To validate the outcome of the hERG channel assay in thallium ion flux assay format, we compared several known hERG inhibitors for their activity on the hERG channel in thallium flux and whole-cell patch-clamp collected from literature sources. For the functional screening of hERG channels, the patch-clamp method is traditionally used and considered a gold standard. However, patch-clamp assay and other assays are low-throughput. The thallium flux assay provides vastly improved throughput for functional measurement of hERG activity. Unlike other ion channels that interact only with ligands of specific structural classes, the hERG potassium ion channel can be altered or modulated by a broad spectrum of structurally diverse compounds. Therefore, a functional assay of hERG channels is the ultimate methodology for examining the hERG activity of compounds. We found that the activities of many hERG channel inhibitors in this thallium flux assay are consistent with those obtained in automated patch-clamp experiments, albeit shifted towards lower potencies. For instance, under our assay conditions, dofetilide and cisapride, two structurally distinct hERG inhibitors, had IC50 values of 0.139 and 0.325 µM, respectively, in contrast to reported IC50 values in standard patch-clamp assays of 0.015 and 0.085 µM, respectively [51]. Several reports have suggested varying degrees of potency shift depending on the assay platform and the given compound tested for hERG activity [51,52,53]. It is well established that surrogate ions have a remarkable difference in permeabilities relative to physiological ions.

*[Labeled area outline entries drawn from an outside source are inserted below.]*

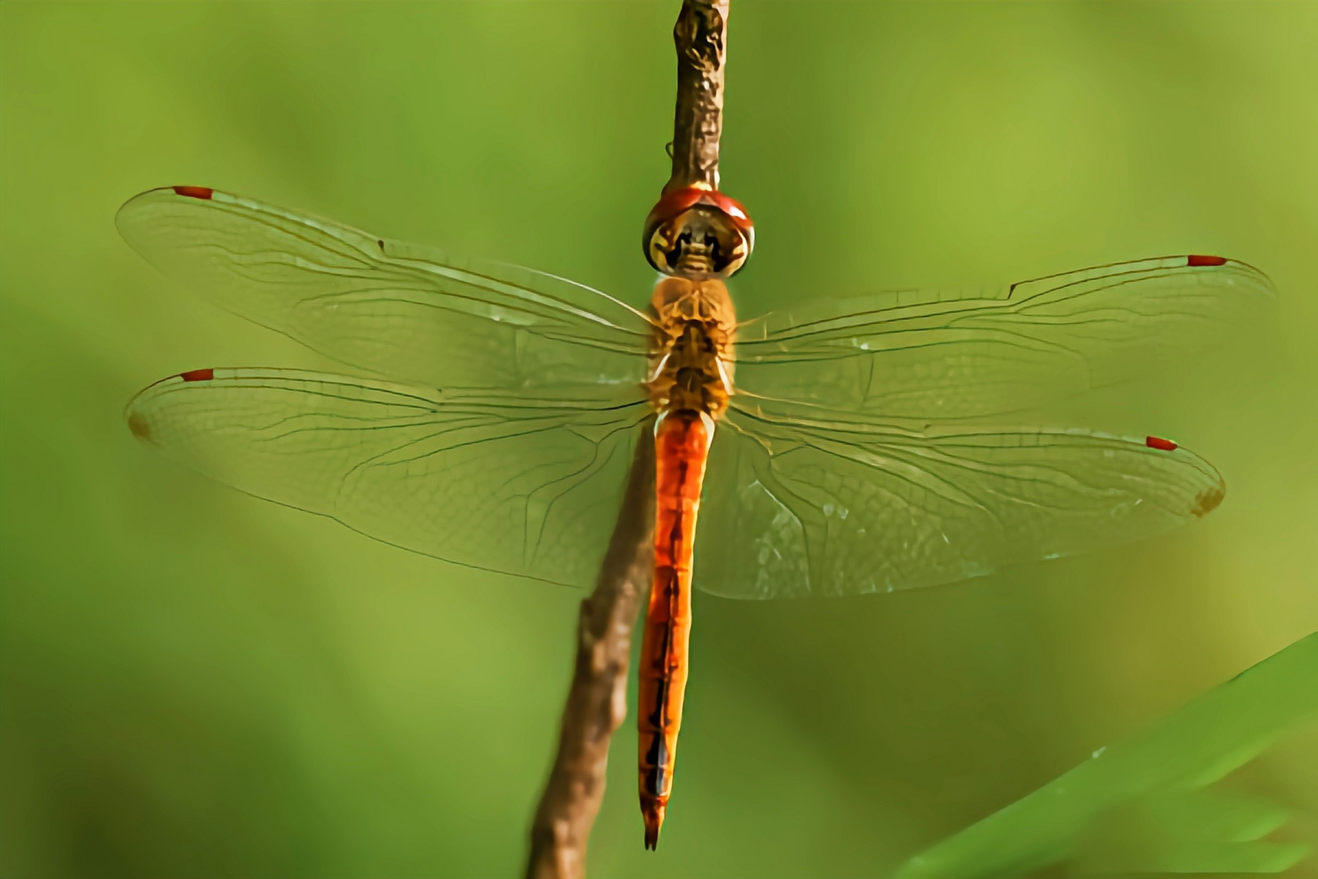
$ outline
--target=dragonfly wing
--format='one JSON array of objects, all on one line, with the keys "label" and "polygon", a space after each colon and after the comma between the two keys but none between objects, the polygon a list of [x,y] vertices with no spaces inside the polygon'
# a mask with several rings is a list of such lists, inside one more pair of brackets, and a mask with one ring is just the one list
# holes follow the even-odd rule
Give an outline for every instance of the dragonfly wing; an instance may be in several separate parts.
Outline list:
[{"label": "dragonfly wing", "polygon": [[645,378],[647,318],[563,278],[202,187],[142,192],[116,224],[216,304],[387,378],[435,387]]},{"label": "dragonfly wing", "polygon": [[1271,299],[1257,269],[1185,256],[834,299],[739,327],[737,385],[884,418],[1007,412],[1145,374]]},{"label": "dragonfly wing", "polygon": [[448,561],[587,586],[618,514],[639,390],[442,393],[282,369],[183,373],[133,434],[261,498]]},{"label": "dragonfly wing", "polygon": [[696,584],[731,598],[932,586],[1155,535],[1223,493],[1203,459],[1152,438],[734,406],[710,448]]}]

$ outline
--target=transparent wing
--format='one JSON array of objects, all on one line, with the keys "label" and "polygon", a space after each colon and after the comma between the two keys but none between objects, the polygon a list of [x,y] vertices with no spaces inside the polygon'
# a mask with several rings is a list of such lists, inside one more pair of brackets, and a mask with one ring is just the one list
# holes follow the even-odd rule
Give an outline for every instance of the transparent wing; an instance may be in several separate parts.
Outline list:
[{"label": "transparent wing", "polygon": [[731,598],[932,586],[1155,535],[1222,477],[1172,444],[1074,430],[767,416],[735,406],[710,448],[696,584]]},{"label": "transparent wing", "polygon": [[183,373],[133,434],[261,498],[448,561],[593,584],[622,499],[637,389],[478,397],[282,369]]},{"label": "transparent wing", "polygon": [[742,393],[884,418],[969,418],[1157,369],[1272,299],[1257,269],[1165,257],[986,291],[896,291],[738,328]]},{"label": "transparent wing", "polygon": [[563,278],[203,187],[142,192],[116,224],[223,308],[387,378],[509,389],[645,378],[647,318]]}]

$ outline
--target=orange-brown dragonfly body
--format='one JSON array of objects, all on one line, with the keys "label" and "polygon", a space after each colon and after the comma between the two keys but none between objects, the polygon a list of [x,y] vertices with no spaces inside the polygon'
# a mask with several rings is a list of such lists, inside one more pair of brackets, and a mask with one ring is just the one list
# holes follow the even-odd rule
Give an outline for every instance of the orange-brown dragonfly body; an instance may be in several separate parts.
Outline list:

This could lead to a right shift of affinity for many known hERG inhibitors [53]. Further advancement of the thallium-based flux assay could result in a better correlation with electrophysiology. Thus, thallium flux assay is proposed as an effective and alternative method for large-scale compound screens to assess compound activity on the hERG channel in vitro.

5. Conclusions

An essential goal of the Tox21 collaboration is the generation of a robust, reliable dataset to rank chemicals for more comprehensive but lower throughput toxicological studies and to generate reliable computational models. Using a multiplexed qHTS-based assay strategy, we profiled > 7600 unique environmental, industrial, and drug-like compounds for their ability to modulate hERG channel activity. Predicting changes in hERG activity is a critical first cardiotoxicity screen, because chemicals that directly or indirectly alter hERG channel activity may affect cardiac action potential, cause QT prolongation, and lead to arrhythmia and/or the more fatal Torsade de pointes condition. The combination of evaluating each compound in a 15-point concentration-response, in triplicate, provided a robust screening dataset, which in turn allowed us to identify > 500 compounds that inhibited hERG channel activity based on thallium flux in U2OS cells. Additionally, we characterized chemical structural features that were frequently related to an alteration in hERG channel activity and constructed several computational models to predict new chemical structures capable of disrupting hERG activity. This work may serve as the foundation for a tiered approach for selecting compounds for more costly, lower throughput mechanistic studies.